A closer look at microgeneration

19 February 2021 

It seems like microgeneration is having a bit of a moment. 

A new scheme for it was announced back in January, and it should see individuals and communities being able to sell their own excess renewable electricity into the national grid by July this year, according to the Department of the Environment, Climate and Communications. 

The consultation for the scheme just closed this week – and we’ll be keeping our eyes peeled for any developments as it moves forward. 

But in the meantime, we wanted to get the lowdown of what microgeneration is and dig into the scheme a bit more. 

Kate Ruddock, Deputy Director of Friends of the Earth Ireland and long-standing advocate for community-owned renewable energy projects, talked us through it.

Microgeneration – let’s start out with defining it. 

Essentially it’s small-scale generation of renewable energy, whether it comes from solar, wind or hydro.

Right now the Government defines small scale as anything up to 11 kilowatts, which put another way is about 20 or so solar panels. 

And while we’re on the topic of solar – it’s important to keep in mind that right now, it’s the most cost effective for microgenerators here in Ireland. 

Right, so what’s the story with the scheme? 

So going by what was announced in January, farmers, businesses, individuals and community groups can generate their own renewable electricity through means such as solar panels on rooftops, and they can receive payment when they sell excess energy onto the grid. 

The scheme was a long-time-coming in a way, as the 2019 Climate Action Plan published by the then-Fine Gael government promoted microgeneration, and said that a “number of changes” would be needed to facilitate the model. 

Fast forward to the Programme for Government that was published about a year later, and you see the new coalition committing to prioritising microgeneration with the goal in mind of selling excess micro-generated electricity back into the grid by June 2021. 

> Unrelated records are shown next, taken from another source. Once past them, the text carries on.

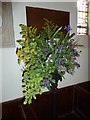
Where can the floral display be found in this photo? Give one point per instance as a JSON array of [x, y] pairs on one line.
[[47, 55]]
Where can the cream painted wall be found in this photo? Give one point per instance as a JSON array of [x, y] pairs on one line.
[[11, 70]]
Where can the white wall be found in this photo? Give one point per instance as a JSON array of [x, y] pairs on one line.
[[11, 70]]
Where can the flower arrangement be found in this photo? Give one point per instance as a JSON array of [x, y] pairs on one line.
[[47, 56]]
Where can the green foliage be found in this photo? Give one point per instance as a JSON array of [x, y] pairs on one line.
[[42, 55]]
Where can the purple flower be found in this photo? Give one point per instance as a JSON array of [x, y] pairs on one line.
[[45, 51], [68, 28], [46, 82], [59, 60], [48, 42], [78, 65], [70, 45]]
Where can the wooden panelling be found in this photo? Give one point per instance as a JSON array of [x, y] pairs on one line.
[[82, 99], [72, 103]]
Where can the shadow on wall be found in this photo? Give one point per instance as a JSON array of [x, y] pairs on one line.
[[88, 56]]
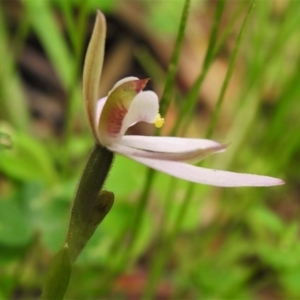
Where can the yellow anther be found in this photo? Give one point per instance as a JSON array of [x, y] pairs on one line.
[[159, 121]]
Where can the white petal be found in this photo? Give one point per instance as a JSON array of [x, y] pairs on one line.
[[99, 106], [190, 155], [168, 144], [207, 176], [118, 83], [144, 107]]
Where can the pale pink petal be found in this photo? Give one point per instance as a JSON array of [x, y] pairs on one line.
[[207, 176], [168, 144], [144, 107], [118, 83], [99, 107], [189, 155]]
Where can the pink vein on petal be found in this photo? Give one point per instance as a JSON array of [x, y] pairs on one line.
[[115, 120]]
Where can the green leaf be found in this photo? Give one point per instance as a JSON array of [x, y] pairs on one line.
[[28, 160], [58, 276], [14, 226]]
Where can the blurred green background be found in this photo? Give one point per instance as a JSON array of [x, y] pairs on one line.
[[239, 243]]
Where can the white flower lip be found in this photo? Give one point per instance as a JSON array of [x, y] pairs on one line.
[[171, 155]]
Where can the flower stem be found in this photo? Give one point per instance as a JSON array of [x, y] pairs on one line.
[[90, 206]]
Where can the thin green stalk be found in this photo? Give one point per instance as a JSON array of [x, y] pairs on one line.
[[192, 96], [230, 69], [173, 65], [164, 104], [90, 206], [163, 254]]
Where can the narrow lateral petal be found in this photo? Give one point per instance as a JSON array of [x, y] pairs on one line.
[[92, 69], [192, 155], [115, 109], [99, 106], [143, 108], [168, 144], [207, 176]]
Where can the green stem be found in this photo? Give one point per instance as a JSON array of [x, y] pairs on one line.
[[90, 206]]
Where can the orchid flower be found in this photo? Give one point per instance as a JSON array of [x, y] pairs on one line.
[[127, 104]]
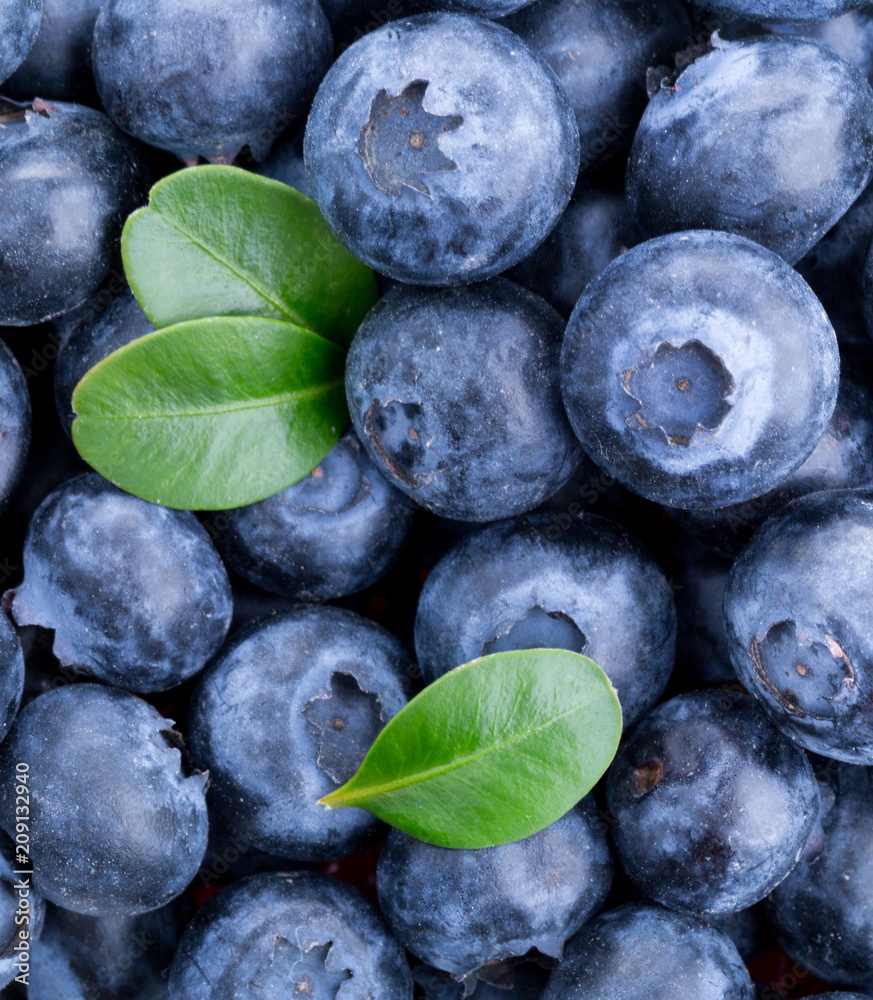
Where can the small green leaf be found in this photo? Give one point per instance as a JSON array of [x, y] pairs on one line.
[[219, 241], [491, 752], [212, 414]]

How much excess electricity a household will be able to sell is going to depend on their own energy usage, but Kate Ruddock said she would expect that a 3 kilowatt array would see 60 to 70 per cent of its energy go to the house itself, leaving the remaining 30 to 40 per cent to be sold to the grid. 

And how does it measure up? 

Well, according to Kate, the scheme as it currently stands does just about the bare minimum. 

There are restrictions existing for the size of the renewable energy installation and how much you can sell back onto the grid. 

There’s also quite strict criteria as to how efficient the building-in-question has to be that’s generating and using renewable energy. 

The structure has to have a BER rating of C, which is quite high and is likely to require a large investment in some places for the building to be brought up to that standard. 

The payback on the scheme is also quite poor at the moment, Kate told us, as right now it’s between 10 to 12 years.

For context, payback scales normally operate with a five year timeframe. 

At the moment the process of grid connection is quite challenging. The process is very complicated, and it’s also coupled with planning permission difficulties. 

There are some planning permission exemptions at the moment for solar panels, but they exist only for households. 

A residential household wouldn’t need planning permission if they wanted to cover less than half of their roof, for example. 

However, if you’re a school or a community building and if you want to put up even just one solar panel, you’re going to need planning permission. 

This takes a considerable amount of time, and money, as it costs €3,500 to acquire it. 

(Side note – Friends of the Earth say that schools would be great sites for microgeneration. They’re demand is high when students and teachers are there, but low when they’re closed on weekends and holidays. So they could have a considerable amount of energy they could sell back onto the grid). 

One last thing to note here – our own current policy and the scheme itself is not aligned with Northern Ireland, where you don’t need planning permission for such an endeavour. 

So what can be done about it? 

There are a couple of things the Government can do, but essentially it all comes down to giving people better incentives, Kate said. 

Firstly, the Government can remove these aforementioned restrictions and make sure the process of grid connection is aligned with the objectives of the scheme. 

On the planning permission front, the Minister of State at the Department of Housing Peter Burke said that the Department was reviewing solar panels exemptions. 

One of the key considerations of the review is to, according to Mr. Burke, “ensure that solar panels can be erected subject to certain siting and size conditions – without the need to obtain planning permission, to facilitate more widespread generation of energy for self-consumption.” 

Another issue, according to the Minister of State, that remains to be worked out on this is regarding something you might not expect – aviation safety. 

He said that potential “glint and glare” impacts for aircraft need to be reviewed to make sure panels wouldn’t pose a risk to incoming aircraft and safeguarding maps are expected to be finalised next month, so we’ll see what comes out of that.  

Will these incentives be applied? Will these aforementioned restrictions be removed? Hard to know right now, but we’ll be following closely to find out.